Other Anesthetics

Barbiturates, particularly sodium thiopental, are occasionally used as induction agents for open heart surgery. They significantly decrease ventricular function at large doses, by inhibiting calcium ion transport across the sarcolemma. In addition, sodium thiopental causes venodilitation. This venodilatory effect may be useful in situations where reductions in preload are essential, such as in congestive heart failure.

Etomidate, another induction agent, has a much less direct effect on the ventricle than do the barbiturates. It does, however, inhibit steroidogenesis, which generally has little consequence on cardiac function.

Benzodiazepines, including midazolam, do not in themselves have significant effects on cardiac function. However, the concomitant administration of benzo-diazepines and high dose fentanyl may result in myocardial depression, particularly if the patient is receiving calcium channel blockers. They cause some vasodilitation.

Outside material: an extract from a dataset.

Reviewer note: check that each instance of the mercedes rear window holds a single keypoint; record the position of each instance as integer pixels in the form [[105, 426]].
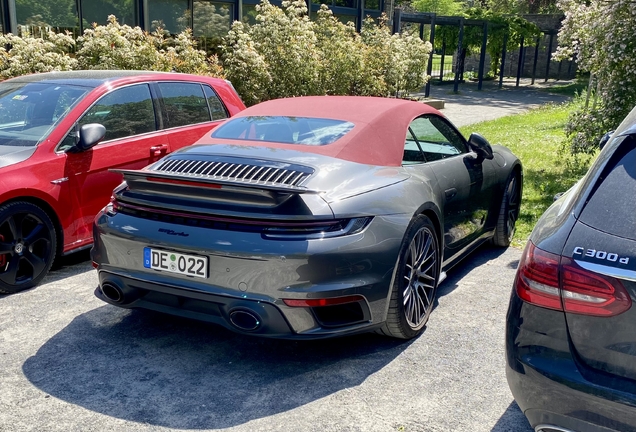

Propofol, an intravenous sedative-hypnotic anesthetic, is sometimes used as both an induction and maintenance agent for cardiac surgery. Propofol inhibits ionized calcium influx and thus depresses myocardial function. It also produces venous and arterial vasodilitation. Propofol, which has a chemical structure similar to that of the antioxidant vitamin E, has been found to inhibit lipid peroxidation in hepatic and cerebral cells in vitro. Its effects on lipid peroxidation in the myocardium have not yet been studied. Based on these studies, however, propofol, as a result of its antioxidant properties, may be a useful agent for attenuation of pos-tischemic reperfusion injury of various organs in the postcardiopulmonary bypass period of the surgery.

Ketamine, a phencyclidine derivative, is used primarily as an induction agent for children undergoing cardiac surgery. It maintains hemodynamic stability through its sympathomimetic properties and inhibition of the reuptake of norepinephrine. However, by itself, ketamine depresses myocardial function through inhibition of Ca2+ flux and may therefore result in severe cardiac decompensation in patients with autonomic failure. Ketamine does have hallucinogenic effects which can be attenuated with the prior use of a benzodiazepine.

Droperidol, a butyrophenone, is a sedative which produces mental detachment. It blocks the transmission of norepinephrine (which makes the agent useful for the control of blood pressure in hypertensive patients), dopamine (which precludes its use in patients afflicted with Parkinson's disease), serotonin and gamma aminobutyric acid in the central nervous system. Large doses of this drug may produce a delayed awakening.